Wer nicht über genug Eigenkapital verfügt um eine größere Anschaffung zu tätigen, muss Fremdkapital aufnehmen. In Deutschland ist das aber deutlich weniger beliebt als in anderen europäischen Ländern. Das geht aus der ING International Survey hervor, für die Verbraucher in 13 europäischen Ländern nach ihren Einstellungen und ihrem Verhalten zum Thema Schulden (ohne Hypothekenschulden) befragt wurden. Dabei offenbarten sich beiden deutschen Befragten zu  verschiedenen allgemeinen Aussagen zu Schulden vor allem bei positiv konnotierten Statements wie „normaler Teil des Lebens“ oder „notwendig, um im Leben voranzukommen“, stärkeren Widerspruch als im europäischen Durchschnitt. Ein wesentlicher Grund dafür könnte sein, dass die Deutschen häufig gar nicht wissen, dass sie Schulden machen, ohne es zu merken, nämlich bei kreditbasierten Bezahlvarianten. So haben hierzulande die Befragten stärker als im europäischen Durchschnitt das Gefühl, dass es sich dabei nicht um Schulden handelt: Jeweils mehr 40 % der hiesigen Befragten sehen einen Mobilfunkvertrag mit subventioniertem (und letztlich über den Vertag abbezahltem) Telefon, Try-before-you-buy oder Kreditkartenzahlungen nicht als Schulden an.
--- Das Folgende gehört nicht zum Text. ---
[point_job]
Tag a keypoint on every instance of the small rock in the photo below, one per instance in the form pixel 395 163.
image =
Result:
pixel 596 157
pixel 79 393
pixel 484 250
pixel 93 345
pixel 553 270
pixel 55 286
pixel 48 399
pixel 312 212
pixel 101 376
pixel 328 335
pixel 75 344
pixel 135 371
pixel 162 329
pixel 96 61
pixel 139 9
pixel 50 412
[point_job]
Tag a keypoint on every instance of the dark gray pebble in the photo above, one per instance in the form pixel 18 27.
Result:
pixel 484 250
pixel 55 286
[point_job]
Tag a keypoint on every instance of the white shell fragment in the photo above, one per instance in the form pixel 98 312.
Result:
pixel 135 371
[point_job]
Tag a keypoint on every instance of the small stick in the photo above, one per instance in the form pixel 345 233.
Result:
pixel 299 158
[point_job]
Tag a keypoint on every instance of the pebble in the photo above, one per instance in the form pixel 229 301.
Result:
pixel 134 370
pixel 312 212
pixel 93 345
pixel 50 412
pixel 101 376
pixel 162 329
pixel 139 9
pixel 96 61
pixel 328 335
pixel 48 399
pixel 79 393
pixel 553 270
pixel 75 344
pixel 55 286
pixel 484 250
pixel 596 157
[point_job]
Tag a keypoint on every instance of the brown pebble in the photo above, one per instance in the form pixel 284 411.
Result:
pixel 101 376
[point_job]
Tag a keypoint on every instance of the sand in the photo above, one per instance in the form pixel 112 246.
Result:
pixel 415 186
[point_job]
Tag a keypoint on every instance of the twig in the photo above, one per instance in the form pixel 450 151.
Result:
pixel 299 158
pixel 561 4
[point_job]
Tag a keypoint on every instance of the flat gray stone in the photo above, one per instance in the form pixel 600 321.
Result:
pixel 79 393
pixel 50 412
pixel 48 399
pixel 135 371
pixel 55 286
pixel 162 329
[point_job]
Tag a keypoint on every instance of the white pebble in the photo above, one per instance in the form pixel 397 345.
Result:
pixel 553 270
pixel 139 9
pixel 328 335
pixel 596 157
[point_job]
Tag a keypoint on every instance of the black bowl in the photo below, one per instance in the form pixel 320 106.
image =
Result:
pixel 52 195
Damit liegt dieser Anteil höher als derjenigen, die es für Schulden halten. Erstaunlich: Sogar ein eindeutiges Kreditprodukt wir eine Null-Prozent-Finanzierung wird für 30 % der Deutschen nicht in der Kategorie „Schulden“ eingeordnet. Zwischen den Altersgruppen gibt es bei den Ergebnissen keine großen Unterschiede. Möglicherweise machen sich die jüngeren Befragten wenig Gedanken über das Thema, während für die älteren die neuen Shopping-Varianten noch zu neu sind. Offenbar hat aber die aktuelle Krise europaweit zu einem kritischen Blick auf finanzielle Angelegenheiten motiviert: So zeigte sich bei einem Vergleich der Umfragedaten von Mai mit denen von Dezember, dass europaweit nun mehr Menschen dazu tendieren, bestimmte Bezahlvarianten als Schulden einzustufen.

Die geringe Akzeptanz von Schulden schlägt sich auch in den Umfrageergebnissen nieder: So nutzen hierzulande 23 % der Befragten einen „klassischen“ Kredit, acht Prozentpunkte weniger als im europäischen Durchschnitt. Vier Prozentpunkte beträgt der Unterschied beim Dispositionskredit des Girokontos, den 21 % der Europäer, aber nur 17 % der Deutschen regelmäßig nutzen. Auch bei der Händlerfinanzierung liegen die deutschen Befragten mit 14 % unter dem europäischen Durchschnitt.